Supply chain attacks are all the rage these days. While they’re not a new part of the threat landscape, they are growing in popularity among more sophisticated threat actors, and they can create significant system-wide disruption, expense, and loss of confidence across multiple organizations, sectors, or regions. The compromise of Codecov’s Bash Uploader script is one of the latest such attacks. While much is still unknown about the full impact of this incident on organizations around the world, it’s been another wake up call for the world that cybersecurity problems are getting more complex by the day.

This blog post is meant to provide the security community with defensive knowledge and techniques to protect against supply chain attacks involving continuous integration (CI) systems, such as Jenkins, Bamboo, etc., and version control systems, such as GitHub, GitLab, etc. It covers prevention techniques — for software suppliers and consumers — as well as detection and response techniques in the form of a playbook.

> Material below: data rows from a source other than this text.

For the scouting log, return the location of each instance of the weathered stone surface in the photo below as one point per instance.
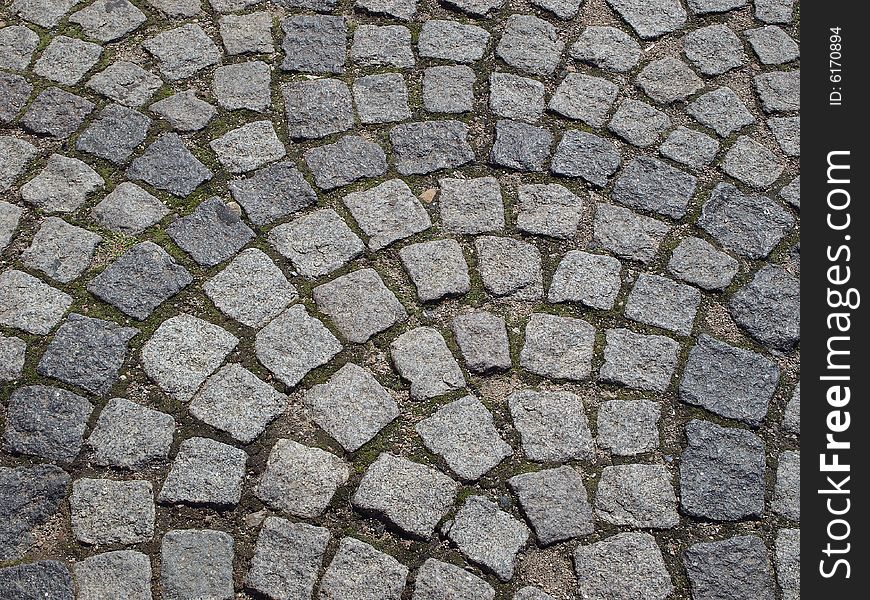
(359, 304)
(482, 339)
(714, 49)
(488, 536)
(62, 186)
(737, 567)
(251, 289)
(286, 559)
(352, 406)
(140, 280)
(183, 352)
(273, 193)
(729, 381)
(411, 496)
(779, 91)
(108, 20)
(249, 33)
(60, 250)
(54, 112)
(722, 473)
(530, 44)
(359, 572)
(168, 165)
(429, 146)
(689, 147)
(510, 269)
(625, 566)
(581, 154)
(515, 97)
(628, 427)
(639, 123)
(628, 234)
(585, 98)
(645, 362)
(387, 213)
(236, 401)
(130, 436)
(299, 480)
(29, 497)
(768, 308)
(205, 472)
(184, 111)
(349, 159)
(293, 344)
(593, 280)
(437, 580)
(43, 579)
(748, 225)
(786, 494)
(66, 60)
(46, 422)
(649, 184)
(211, 234)
(607, 48)
(87, 353)
(30, 305)
(243, 85)
(381, 98)
(183, 51)
(106, 511)
(12, 354)
(448, 89)
(463, 433)
(196, 564)
(421, 356)
(382, 45)
(662, 302)
(14, 92)
(638, 496)
(314, 43)
(118, 574)
(788, 563)
(317, 243)
(470, 206)
(451, 40)
(555, 503)
(125, 83)
(520, 146)
(552, 425)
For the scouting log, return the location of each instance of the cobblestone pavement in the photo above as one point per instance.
(381, 299)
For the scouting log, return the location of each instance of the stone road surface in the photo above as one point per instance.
(381, 299)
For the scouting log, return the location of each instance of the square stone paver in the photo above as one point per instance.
(299, 480)
(293, 344)
(46, 422)
(87, 353)
(131, 436)
(558, 347)
(352, 407)
(205, 472)
(251, 289)
(463, 433)
(183, 351)
(105, 511)
(422, 357)
(411, 496)
(236, 401)
(555, 502)
(552, 425)
(359, 304)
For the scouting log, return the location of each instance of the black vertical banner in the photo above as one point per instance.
(835, 450)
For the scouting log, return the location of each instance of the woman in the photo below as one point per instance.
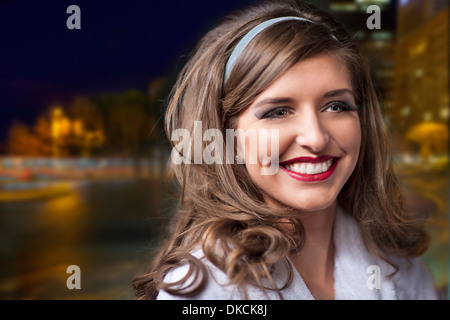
(329, 222)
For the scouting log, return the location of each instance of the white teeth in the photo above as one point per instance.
(318, 168)
(310, 168)
(303, 168)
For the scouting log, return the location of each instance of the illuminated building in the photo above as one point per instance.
(422, 63)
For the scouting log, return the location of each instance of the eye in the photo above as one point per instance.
(276, 113)
(338, 107)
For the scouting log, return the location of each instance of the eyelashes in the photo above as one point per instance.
(332, 107)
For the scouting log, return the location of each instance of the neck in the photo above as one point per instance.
(315, 262)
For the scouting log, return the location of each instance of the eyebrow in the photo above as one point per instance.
(272, 101)
(337, 92)
(268, 101)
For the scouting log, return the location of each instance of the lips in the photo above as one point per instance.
(310, 169)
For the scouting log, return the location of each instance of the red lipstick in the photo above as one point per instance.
(310, 177)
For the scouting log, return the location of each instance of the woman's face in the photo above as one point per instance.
(312, 108)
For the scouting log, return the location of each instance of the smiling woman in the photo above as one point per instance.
(333, 211)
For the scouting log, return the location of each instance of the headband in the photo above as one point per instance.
(249, 36)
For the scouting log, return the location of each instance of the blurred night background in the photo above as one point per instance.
(83, 151)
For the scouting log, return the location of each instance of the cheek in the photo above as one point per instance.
(348, 137)
(261, 146)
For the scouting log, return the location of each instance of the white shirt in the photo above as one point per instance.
(357, 275)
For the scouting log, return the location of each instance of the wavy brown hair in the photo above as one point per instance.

It has been co-developed by our Information Security, Security Research, and Managed Detection & Response teams. We believe one of the best ways for organizations to close their security achievement gap and outpace attackers is by openly sharing knowledge about ever-evolving security best practices.

Defending CI systems and source code repositories from similar supply chain attacks

Below are some of the security best practices defenders can use to prevent, detect, and respond to incidents like the Codecov compromise.

Figure 1: High-level overview of known Codecov supply chain compromise stages

Prevention techniques

Provide and perform integrity checks for executable code

If you're a software consumer

Use collision-resistant checksum hashes, such as with SHA-256 and SHA-512, provided by your vendor to validate checksums for all executable files or code they provide. Likewise, verify digital signatures for all executable files or code they provide.

If either of these integrity checks fail, notify your vendor ASAP as this could be a sign of compromised code.

If you're a software supplier

Provide collision-resistant hashes, such as with SHA-256 and SHA-512, and store checksums out-of-band from their corresponding files (i.e. make it so that an attacker has to successfully carry out two attacks to compromise your code: one against the system hosting your checksum data and another against your content delivery systems). Provide users with easy-to-use instructions, including sample code, for performing checksum validation.

Additionally, digitally sign all executable code using tamper-resistant code signing frameworks such as in-toto and secure software update frameworks such as The Update Framework (TUF) (see DataDog’s blog post about using these tools for reference). Simply signing code with a private key is insufficient since attackers have demonstrated ways to compromise static signing keys stored on servers to forge authentic digital signatures.

Relevant for the following Codecov compromise attack stages:

  • Customers’ CI jobs dynamically load Bash Uploader

Version control third-party software components

Store and load local copies of third-party components in a version control system to track changes over time. Only update them after comparing code differences between versions, performing checksum validation, and authenticating digital signatures.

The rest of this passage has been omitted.